Suddenly, a blinding explosion of exquisite pain wrenches me from semi-somnambulistic reverie to shrieking reality. The dogs bolt under the bed; my Beloved grabs a magazine, ready to swat whatever Visigoth is invading our inner sanctum.
But there is no hulking medieval menace filling the doorway; only this bug-eyed moron hopping across the room, baggy boxer shorts and Beetlejuice hair flapping in all directions as bizarre incantations stream, Tourette’s-like, from snarling foaming lips.
After my impromptu performance of the one-legged pounded piggy dance, which as the name implies, involves this ritual of holding one foot in both hands while bouncing around the room and screaming marvelously inventive and anatomically impossible blasphemies, I take a moment to reflect on what just happened, and why.
Was this netherworld power in motion or just plain dumb luck?
After some cogitation, the only thing I know for sure is that the operative word is “dumb.”
My spiritual side immediately connects my failure to toss a pinch of salt over my shoulder after knocking over the shaker with my kicking a solid oak door barefooted in the dark 12 hours later.
The realist, however, has a different idea: Try turning on the bathroom light.
Now I see that Friday the 13th, the granddaddy of all superstition is nearly upon us. Half of me cringes; the other half snickers.
Ah, superstitions! Watch that black cat. Don’t break a mirror or knock over the salt. Don’t exhale during your backswing. If you don’t want to get pregnant, eat green M&Ms.
Whatever keeps your Ouija Board on speed dial, dude.

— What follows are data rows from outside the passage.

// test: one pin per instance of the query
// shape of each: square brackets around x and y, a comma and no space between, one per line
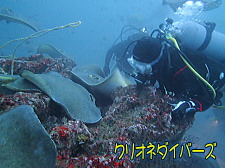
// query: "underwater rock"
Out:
[50,51]
[39,101]
[134,117]
[24,143]
[20,85]
[141,116]
[38,64]
[77,102]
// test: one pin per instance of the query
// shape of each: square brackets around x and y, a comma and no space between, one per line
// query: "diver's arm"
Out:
[108,57]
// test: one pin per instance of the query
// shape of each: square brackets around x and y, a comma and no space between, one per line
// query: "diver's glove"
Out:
[106,70]
[183,109]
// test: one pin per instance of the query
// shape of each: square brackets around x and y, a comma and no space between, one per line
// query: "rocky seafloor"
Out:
[135,117]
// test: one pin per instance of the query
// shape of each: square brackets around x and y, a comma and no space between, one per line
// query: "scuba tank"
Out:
[201,38]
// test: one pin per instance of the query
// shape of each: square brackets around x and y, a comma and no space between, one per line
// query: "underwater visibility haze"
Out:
[77,114]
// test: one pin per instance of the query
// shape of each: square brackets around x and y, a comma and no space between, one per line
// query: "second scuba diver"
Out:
[193,78]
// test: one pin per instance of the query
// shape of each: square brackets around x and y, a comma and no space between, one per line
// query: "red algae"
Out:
[135,116]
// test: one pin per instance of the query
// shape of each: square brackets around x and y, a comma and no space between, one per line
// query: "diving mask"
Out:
[140,67]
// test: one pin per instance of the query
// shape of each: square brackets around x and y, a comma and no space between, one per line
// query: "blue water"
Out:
[102,21]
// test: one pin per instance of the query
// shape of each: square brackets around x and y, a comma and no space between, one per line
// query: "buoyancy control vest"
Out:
[201,38]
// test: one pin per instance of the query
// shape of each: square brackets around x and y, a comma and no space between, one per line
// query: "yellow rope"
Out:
[191,68]
[35,35]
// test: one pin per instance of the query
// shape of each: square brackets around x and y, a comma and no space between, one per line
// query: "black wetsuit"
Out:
[175,76]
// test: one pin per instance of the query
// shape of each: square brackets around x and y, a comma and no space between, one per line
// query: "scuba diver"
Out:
[118,50]
[207,4]
[188,74]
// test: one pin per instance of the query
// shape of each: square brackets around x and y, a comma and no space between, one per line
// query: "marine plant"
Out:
[34,35]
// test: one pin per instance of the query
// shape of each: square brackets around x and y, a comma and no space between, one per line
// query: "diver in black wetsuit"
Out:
[159,59]
[119,51]
[207,4]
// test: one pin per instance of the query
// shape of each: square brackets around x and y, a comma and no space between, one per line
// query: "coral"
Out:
[140,116]
[135,116]
[39,101]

I believe superstitions remain so strong, even today, for one simple reason: We can blame all of our bad decisions, moronic thinking, gap filled reasoning on something else. In a weird way, I almost hope something bad does happen to me Friday 13th; that way it won’t be my fault. On the other hand, the operative word here is “almost”, not “absolutely.”
I know all about being careful what you wish for, ok?

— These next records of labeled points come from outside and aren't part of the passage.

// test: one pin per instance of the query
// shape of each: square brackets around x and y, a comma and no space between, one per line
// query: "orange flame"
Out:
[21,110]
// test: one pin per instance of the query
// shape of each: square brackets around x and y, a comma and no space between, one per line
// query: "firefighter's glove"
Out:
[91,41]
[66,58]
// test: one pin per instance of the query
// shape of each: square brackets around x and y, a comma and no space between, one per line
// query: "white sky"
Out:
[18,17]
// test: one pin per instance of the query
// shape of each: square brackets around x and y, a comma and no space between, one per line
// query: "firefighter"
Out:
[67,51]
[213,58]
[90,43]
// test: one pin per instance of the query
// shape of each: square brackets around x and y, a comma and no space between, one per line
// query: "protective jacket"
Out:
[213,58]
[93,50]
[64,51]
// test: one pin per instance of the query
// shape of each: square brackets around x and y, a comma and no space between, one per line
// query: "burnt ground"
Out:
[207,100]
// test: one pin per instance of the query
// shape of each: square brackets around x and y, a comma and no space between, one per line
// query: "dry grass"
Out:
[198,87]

I have a certain shirt I refuse to wear whenever I get a bad vibe. There is no rhyme or reason, only this vague sense of foreboding as I scan the closet. If it doesn’t feel right, I don’t wear that shirt, and that’s that.
In fact, even as I massage my throbbing piggies, I’m trying to remember if I was wearing that shirt.
Scoff all you want; superstition, silly as it sounds, is a multi-million dollar industry.
Don’t believe me? Just go to the nearest golf course. I guarantee you that 99 of 100 golfers on any course you choose will be wearing something – a hat, a wristband, a lucky glove, a unicorn hoof – that they insist improve their game. Look in any golf magazine and you’ll find hundreds of products that guarantee incredible improvements in one’s game – and they’re all making zillions.
On the other hand, I have to admit to a certain belief in karma. There’s a difference between karma and plain old superstition, in that karma implies active payback for premeditated bad actions. I do believe there’s something to this, as the following personal cautionary tale clearly illustrates.
Once, I was helping a buddy of mine build something in his workshop. We had already managed to saw several expensive pieces of wood into the correct shapes and sizes without maiming ourselves or destroying the wood and were finishing up the job; I was holding the pieces steady as he carefully hammered them together.
At some point, however, he missed the nail and smashed the very tip of his index finger instead.
You can guess what happened next. I immediately fell to the floor howling and holding my ribs as he grabbed his finger and screamed incantations – which somehow included speculations regarding my parentage – that broke windows and set off car alarms all over downtown Camden. He finished this session of speaking in tongues by prophesying that someday I would experience seven fold the same cosmic bliss he had just enjoyed.
A few weeks later, the morning after a late night gig, I would smash my bare toes not once, not twice, but seven times, against my bass guitar case – which I had leaned against the wall right outside my bedroom door, just across the hall from the open door to the music room.
You can’t tell me strange forces – most likely a pair of disco demons known as “Inebriated” and “Idiotic” -- weren’t involved. In fact, for weeks afterward I kept expecting to find a doll with a pin in its right foot amongst the empty beverage containers in the recycle bin.
I never found one like that, but a couple of months later I was awakened from a sound stupor by the sound of giggles coming from somewhere outside. Moments later, a naked female mannequin mysteriously appeared in the driver’s seat of my car even as the giggles faded eerily down the street.